Today is Victory in Europe Day.

Today I will not join in with the jingoistic celebrations. They make me very uneasy. I do not like the nationalistic tone.

Instead I shall think about what it all meant. I shall think about my Mother. She had a lot of friends killed when a doodlebug (V1 rocket) landed in the street across from her. She went on to work in Churchill’s bunker in Downing Street and was very much part of the war effort.

I shall think of my father who went off to fight in Sicily and Italy as a despatch rider.

Fortunately they both survived but I think they were both scarred mentally and traumatised by what they had seen and the friends they had lost.

War is a bastard.

I feel incredibly fortunate that neither myself nor my children have had to go off and fight in any war. I’ve seen the effect on Vietnam and Iraq veterans. The violence, death and horror warp minds. People are changed forever.

So – it is worth celebrating that war is over.

It is worth celebrating that fascism was defeated.

It is worth celebrating that the racism that put millions into death camps was beaten.

But I won’t join in with the sentiment that Britain was great and we beat the Germans. I hate that jingoistic nationalism.

Inside Germany there was a resistance to what Hitler and his scummy friends were doing. I’m with those in Germany who fought and risked torture and death to overthrow a dictatorship.

I am opposed to those who have purloined the Union Jack as a nationalistic symbol of their fascist ideals.

Unfortunately the Union Jack has come to symbolise an ideology I am utterly opposed to.

8 thoughts on “Today is Victory in Europe Day.

  1. Ah, so this day did get mentioned, both tastefully and respectfully. Also have to agree with Matthias, despite Trumpist desires to haqve it all happen again to better advance their agenda. Never Again. This is the 75th anniversary of VE day, and still not enough time has past to erase the pain. Although done as a memorial to WW1 dead, a small and appropriate offering from Mark Knofler ends my tip of the hat. https://www.youtube.com/watch?v=fJ9e78gG6q0

    1. Thanks for that Jeff – he played it beautifully! Hendrix could not have done much better!

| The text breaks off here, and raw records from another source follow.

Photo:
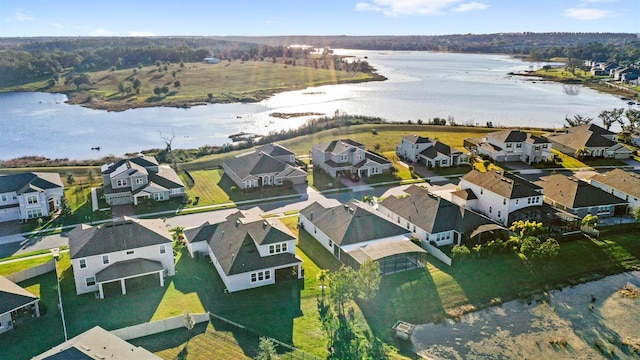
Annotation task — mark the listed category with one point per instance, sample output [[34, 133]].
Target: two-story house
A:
[[431, 152], [129, 180], [512, 145], [431, 218], [120, 250], [29, 195], [268, 165], [247, 251], [347, 157], [497, 194], [355, 233], [623, 184]]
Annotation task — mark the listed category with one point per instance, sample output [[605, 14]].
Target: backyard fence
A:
[[32, 272], [437, 253], [223, 324], [154, 327]]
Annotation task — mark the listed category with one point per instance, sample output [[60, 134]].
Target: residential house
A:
[[118, 251], [498, 195], [347, 157], [247, 251], [15, 302], [579, 197], [592, 140], [269, 165], [511, 145], [354, 233], [430, 152], [129, 180], [623, 184], [29, 195], [96, 343], [431, 218]]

  2. Beautiful text! As a Dutchman (a country that suffered dramatically from nazi occupation), now living in Germany, and with two German sons (that now live in Belgium and the Netherlands again), I detest patriotism too. War is not a game of winners or losers; war only knows losers. Also, my sons and I were born after the war, and we are not guilty of the Nazi atrocities, nor can we take on any responsibility for them. Likewise, the sons and daughters of the allied forces cannot take any credit for winning the war against fascism, only their brave soldiers can.

    1. Thank you for reply. I think the war against fascism is sadly still being fought. Let us hope that a better, more cosmopolitan world comes out of all this!